Ayant soutenu dès 2011 l’opposition syrienne, l’État turc tablait sur un renversement rapide du régime en faveur d’un régime plus « amical ». L’établissement de régimes plus conservateurs et religieux, qui auraient été un vecteur d’expansion à la puissance turque, s’inscrivait dans la stratégie dite du néo-ottomanisme. L’islam politique, et plus particulièrement celui véhiculé par les Frères musulmans, devenait la nouvelle justification de l’expansionnisme turc, au Caire comme à Damas. Les revers successifs du « Printemps arabe », en Égypte et en Syrie, douchaient les espoirs un temps nourris par les dirigeants turcs, et amenaient ceux-ci à intervenir plus directement dans le jeu syrien.

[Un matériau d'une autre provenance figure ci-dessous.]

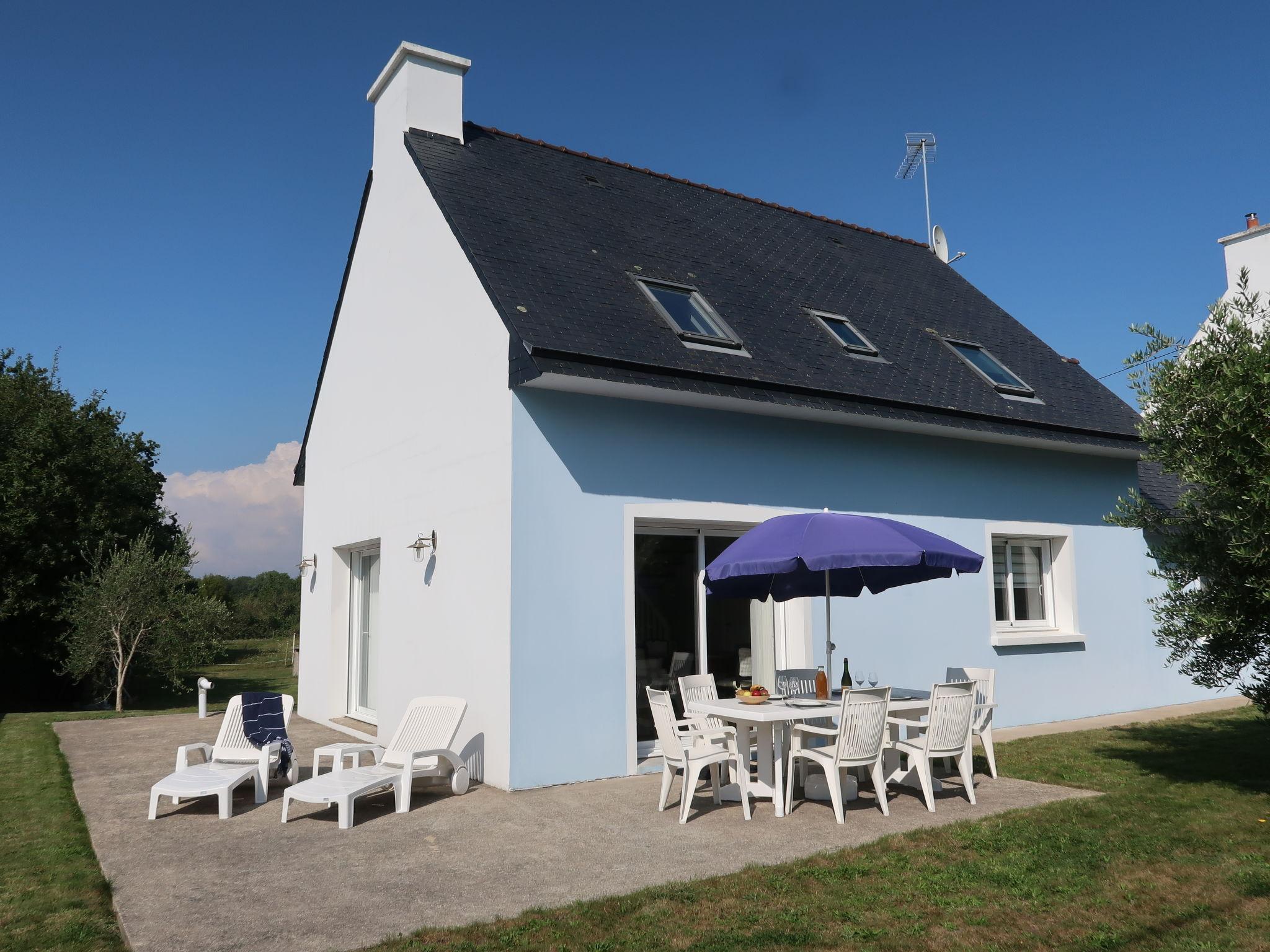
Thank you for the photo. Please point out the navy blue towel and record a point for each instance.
(263, 724)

L’appui et le financement d’acteurs locaux ayant largement échoués, tant de la part des États-Unis que de la Turquie, il devint évident que le régime syrien ne tomberait pas et que la reconquête du territoire n’était qu’une question de temps. La Turquie décida, à partir de 2015, d’intervenir directement pour sauver ce qui pouvait l’être, et conserver, au moins à sa frontière, une « zone d’influence ». L’invasion commença à partir de 2016, pour stopper l’avance des YPG. Elle se poursuivit en 2017 et 2018, avec l’établissement de « postes d’observations » dans la région d’Idlib, puis l’invasion du canton d’Afrin. L’éradication des « terroristes YPG » dans leur ensemble demeure, à terme, l’objectif de l’État turc.

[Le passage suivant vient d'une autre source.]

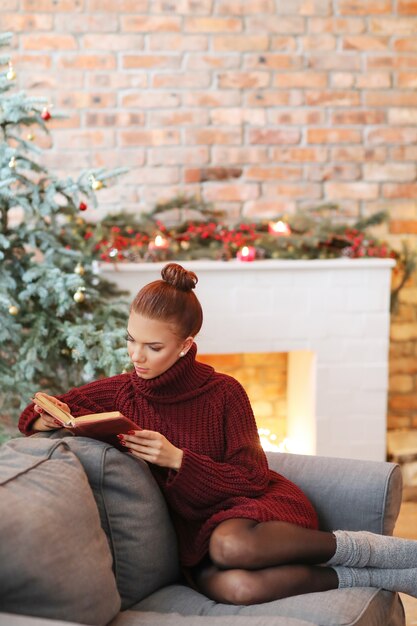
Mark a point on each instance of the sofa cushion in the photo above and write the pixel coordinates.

Le président turc affiche sa volonté d’établir dans une zone « sécurisée » un certain nombre de réfugiés syriens. La présence de millions de réfugiés syriens sur le territoire turc est, notamment, le résultat de l’accord passé en 2016, par lequel l’État turc s’engageait, contre une aide financière, à interdire leur passage vers l’Europe. Les réfugiés syriens ont constitué en Turquie, comme dans les autres pays de la région, une réserve de main-d’œuvre bon marché et corvéable à merci pour l’économie turque. Leur situation extrêmement précaire s’est encore aggravée avec la crise économique turque, qui a rendu leur apport à l’économie « superflu » et a fait d’eux un bouc émissaire à point nommé. Les nationalistes turcs font de la présence des réfugiés un poids qui obèrerait l’économie turque, selon une logique que nous connaissons bien en Europe.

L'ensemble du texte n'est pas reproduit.